で、僕は川口市の芝っていうところで育っていたんですけども。その川口市芝からまた同じ川口市の違うところに引っ越して、それでその後に蕨に行くんですけども。なのでなんとなく、「川口が地元」っていう感覚がずっとあるんですよね。
それで、川口オートっていうのは地元だからっていうだけじゃなくて……僕の家は、まあ今はやっていないんですけども、ずっと八百屋だったんですよ。おじいちゃんが八百屋をやっていて。星野青果店っていう。で、親父がそれを継いで。僕ら家族も時折、そのお店を手伝っていたんですよ。で、自分の家にはお店がなくて、おじいちゃんの家にお店があったので。親父はそこに勤めに行っているっていう感じだったんだけども。ちっちゃい頃、そのお店を閉めるのだけを手伝いに行くっていうか。閉めるのを手伝って毎日、500円をもらうとか。そういう、バイトじゃないけども。ちょっとお手伝いみたいなことをしていて。
それで毎週金曜日だったかな? もしくは日曜日だったのか、ちょっと忘れちゃったんだけども。毎週1日、川口オートレース場の中にいろんな売店っていうか、食事処が山ほどあるんですけど。その中の何店舗かにうちの八百屋が野菜を卸していたんですよ。なので、毎週夜中に、そのオートレース場を閉めた後に親父と2人で野菜を運ぶっていうのを手伝わされていて。ちっちゃい頃はそれが嫌だったんだけども、でも今となっては割といい思い出で。その中で、僕は結構エッセイとかでも書いているけども。あんまり埼玉で、東京は近いとはいえ、なんとなくカルチャーに乏しいところだったんですよ。僕が育ったところは。

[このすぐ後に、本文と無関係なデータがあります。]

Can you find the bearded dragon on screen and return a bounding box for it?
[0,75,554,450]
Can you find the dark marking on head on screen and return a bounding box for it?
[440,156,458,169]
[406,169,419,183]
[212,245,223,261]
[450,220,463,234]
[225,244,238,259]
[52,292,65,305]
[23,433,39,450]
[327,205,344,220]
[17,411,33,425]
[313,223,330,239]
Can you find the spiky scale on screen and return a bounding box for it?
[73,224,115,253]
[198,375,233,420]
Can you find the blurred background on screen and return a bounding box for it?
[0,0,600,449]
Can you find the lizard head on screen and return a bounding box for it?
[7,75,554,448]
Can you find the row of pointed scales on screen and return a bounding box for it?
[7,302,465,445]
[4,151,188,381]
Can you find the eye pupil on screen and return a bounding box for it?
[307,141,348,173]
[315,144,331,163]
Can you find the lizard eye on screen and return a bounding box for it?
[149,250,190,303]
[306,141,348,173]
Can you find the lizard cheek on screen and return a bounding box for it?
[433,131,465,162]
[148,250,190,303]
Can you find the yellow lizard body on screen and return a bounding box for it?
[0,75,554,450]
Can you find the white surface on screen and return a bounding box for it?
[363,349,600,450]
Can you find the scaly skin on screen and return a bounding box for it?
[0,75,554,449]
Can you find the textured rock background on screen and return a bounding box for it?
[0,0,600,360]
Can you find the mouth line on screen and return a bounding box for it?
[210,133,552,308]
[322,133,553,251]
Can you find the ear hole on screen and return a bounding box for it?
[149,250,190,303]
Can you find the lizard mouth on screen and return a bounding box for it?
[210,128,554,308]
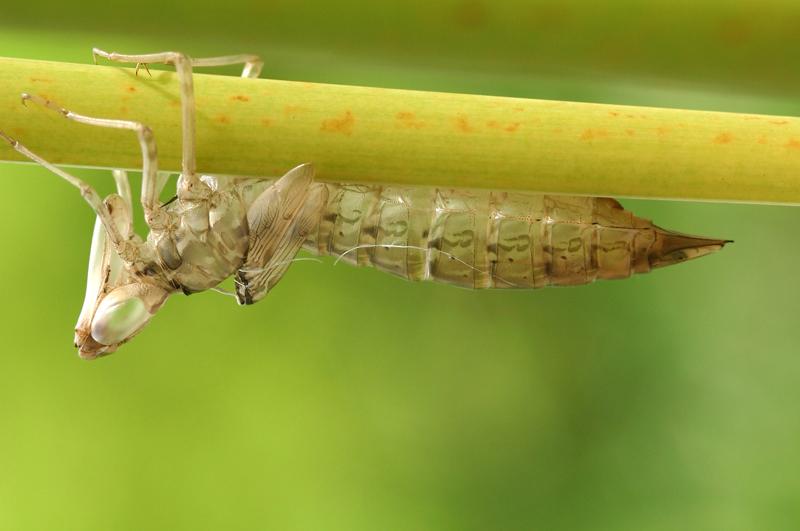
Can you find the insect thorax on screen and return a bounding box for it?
[147,176,248,294]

近所に本屋さんとレンタルCD屋があって、そこでなけなしのカルチャーをちっちゃい頃、摂取していて。で、自分があまり人とコミュニケーションを取るのが上手くなかったから。「学校が楽しい」っていうよりは家で本を読んでいる時とかゲームをやったり、音楽を聞いたりしている時っていうのがすごい楽しい時間だったんですよ。小学生の時に。で、そんな中、毎週1回、川口オートレース場に行くでしょう? もちろん、みんな閉めているから人は誰もいないわけですよ。そんな中で野菜を玄関先にいっぱい置いていくんだけども。玉ねぎ20キロとかバーッて運ぶんだけども。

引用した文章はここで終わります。